Happy New Year! It is time to celebrate a new era in Milton politics . . . a changing of the guard.
At tomorrow’s (January 3rd) City Council, new council members Doug Hene and Phil Cranmer will be sworn in. Current Council Member Carol Cookerly, who won re-election, will also take her oath of office. Good tidings!
I encourage citizens to attend the January 3rd swearing in. Miltonites need to show strong support for the new and improved City Council and, more importantly, support for a return to plain sanity in City government. It is important to send a strong message that Milton is closing the door on 1) the extreme government dysfunction (led by Paul Moore and Rick Mohrig) of the past two years and 2) the harmful factional politics that have plagued Milton for the past 17 years. Let’s briefly discuss each of these topics.
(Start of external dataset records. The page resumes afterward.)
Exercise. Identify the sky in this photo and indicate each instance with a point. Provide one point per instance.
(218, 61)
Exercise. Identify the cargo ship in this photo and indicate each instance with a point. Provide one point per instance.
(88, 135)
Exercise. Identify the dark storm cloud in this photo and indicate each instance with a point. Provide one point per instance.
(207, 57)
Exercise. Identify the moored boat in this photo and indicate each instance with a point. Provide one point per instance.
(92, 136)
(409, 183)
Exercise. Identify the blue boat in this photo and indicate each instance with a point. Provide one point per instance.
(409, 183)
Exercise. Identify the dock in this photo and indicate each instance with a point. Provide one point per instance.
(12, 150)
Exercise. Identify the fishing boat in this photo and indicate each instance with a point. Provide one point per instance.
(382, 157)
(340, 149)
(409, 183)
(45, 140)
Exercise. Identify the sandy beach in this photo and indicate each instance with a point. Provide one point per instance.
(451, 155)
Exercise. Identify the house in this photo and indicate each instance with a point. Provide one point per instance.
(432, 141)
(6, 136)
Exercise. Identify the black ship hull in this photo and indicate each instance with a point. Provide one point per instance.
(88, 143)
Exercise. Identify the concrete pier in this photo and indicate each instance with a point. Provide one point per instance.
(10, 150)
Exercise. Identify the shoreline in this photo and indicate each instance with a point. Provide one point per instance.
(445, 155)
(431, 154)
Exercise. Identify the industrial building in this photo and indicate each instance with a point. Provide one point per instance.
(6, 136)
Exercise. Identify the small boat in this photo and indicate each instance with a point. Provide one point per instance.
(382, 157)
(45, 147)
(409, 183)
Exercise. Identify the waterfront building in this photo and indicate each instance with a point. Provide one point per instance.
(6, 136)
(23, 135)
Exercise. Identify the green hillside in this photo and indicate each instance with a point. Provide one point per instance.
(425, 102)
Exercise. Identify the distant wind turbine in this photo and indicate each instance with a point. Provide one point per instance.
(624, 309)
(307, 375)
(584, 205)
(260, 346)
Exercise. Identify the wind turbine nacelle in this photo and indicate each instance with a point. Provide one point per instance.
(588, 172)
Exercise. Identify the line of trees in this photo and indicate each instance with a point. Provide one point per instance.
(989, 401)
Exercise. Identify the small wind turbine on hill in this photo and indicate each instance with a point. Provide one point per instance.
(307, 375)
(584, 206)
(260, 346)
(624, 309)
Milton Government Dysfunction. Over the past two years, Milton’s strategic priorities largely languished because of several serious ethics issues; a focus on HOA minutiae; and an ill-conceived, dishonest, and unfair elections design/planning initiative. Former Council Members Paul Moore and Rick Mohrig were at the center of these controversies that severely undermined citizen trust and damaged Milton’s reputation.
Factional Politics. Mohrig and Moore’s misbehavior was a continuation of 17 years of endless factionalism that has roiled the city since its founding. Milton’s two factions were the Bailey-Bentley-Moore faction and the Lusk-Kunz-Mohrig faction. Often, the fighting between these querulous political cliques was positively middle school—the political equivalent of a school cafeteria food fight. Personality politics dominated, while policy priorities often languished and principles of good governance were roundly ignored.

Fortunately, Milton’s voters were fed up with municipal government dysfunction and corrosive political factionalism. In the recent November elections, voters roundly rejected the politics of yesteryear and Milton’s Old Guard. Miltonites overwhelmingly delivered a clear mandate for change. For the first time since its founding, Milton’s two factions will not be represented on City Council. This coup occurred despite Milton’s two long-warring factions joining forces to support Rick Mohrig and newbie Helen Gordon. Rick Mohrig barely managed to garner 40% of the vote. And with Moore and Mohrig’s departures, Milton’s last political dinosaurs have waddled off the council dais.
This merger of factions was predictable and predicted . . . and is more thoroughly covered in previous blog posts. Once they got past their personal dislike for each other, the Bailey-Bentley-Moore and Lusk-Kunz-Mohrig factions easily put aside their differences. In actuality very little substantive differences exist between them. As I learned the hard way, Milton’s two factions diverge little in their policy positions and certainly employ the same bush-league political tactics (e.g., abuse of various local and state ethics processes).

Milton’s factions correctly calculated they were so weakened that their only chance to retain power was to combine forces. In desperation, Milton’s factions also appealed to naked partisanship, forming an unholy alliance with Milton’s Lunatic Fringe. We have seen the dire consequences of encouraging these fanatics with a troubling coarsening of politics in Milton . . . for example, hyper-partisans disrupting candidate meet-and-greets; Bill Lusk’s shameful marring of Milton’s Veterans’ Day commemoration; and even death threats to the Mayor, which these conspiratorial extremists cavalierly dismiss as a hoax.
Unfortunately, Milton has likely not heard the last from Milton’s political reactionaries. In between the November election and their last council meeting (where they were awarded their participation trophies), Moore and Mohrig engaged in some political maneuvering that seems intended to sow future chaos at council and perhaps provide openings for a return to power. However, their petty parting acts assume that citizens can be duped by thinly veiled traps designed to trip up their successors on council. Fortunately, Milton’s voters are not so easily conned. Presented with cold facts and irrefutable logic, Miltonites have consistently demonstrated their capacity for detecting political BS and firing the rascals. . . a lesson Milton’s Old Guard never learned . . . hence their demise.

Please consider attending January 3rd’s City Council swearing-in of council members. Please encourage friends and neighbors to also attend. Let’s send a clear message of support for the new city council. Let’s voice strong hopes for a brighter future for Milton . . . a Milton free of factionalism and partisanship . . . a Milton where the rule of law is upheld and the focus is on citizens’ highest (i.e., strategic) priorities.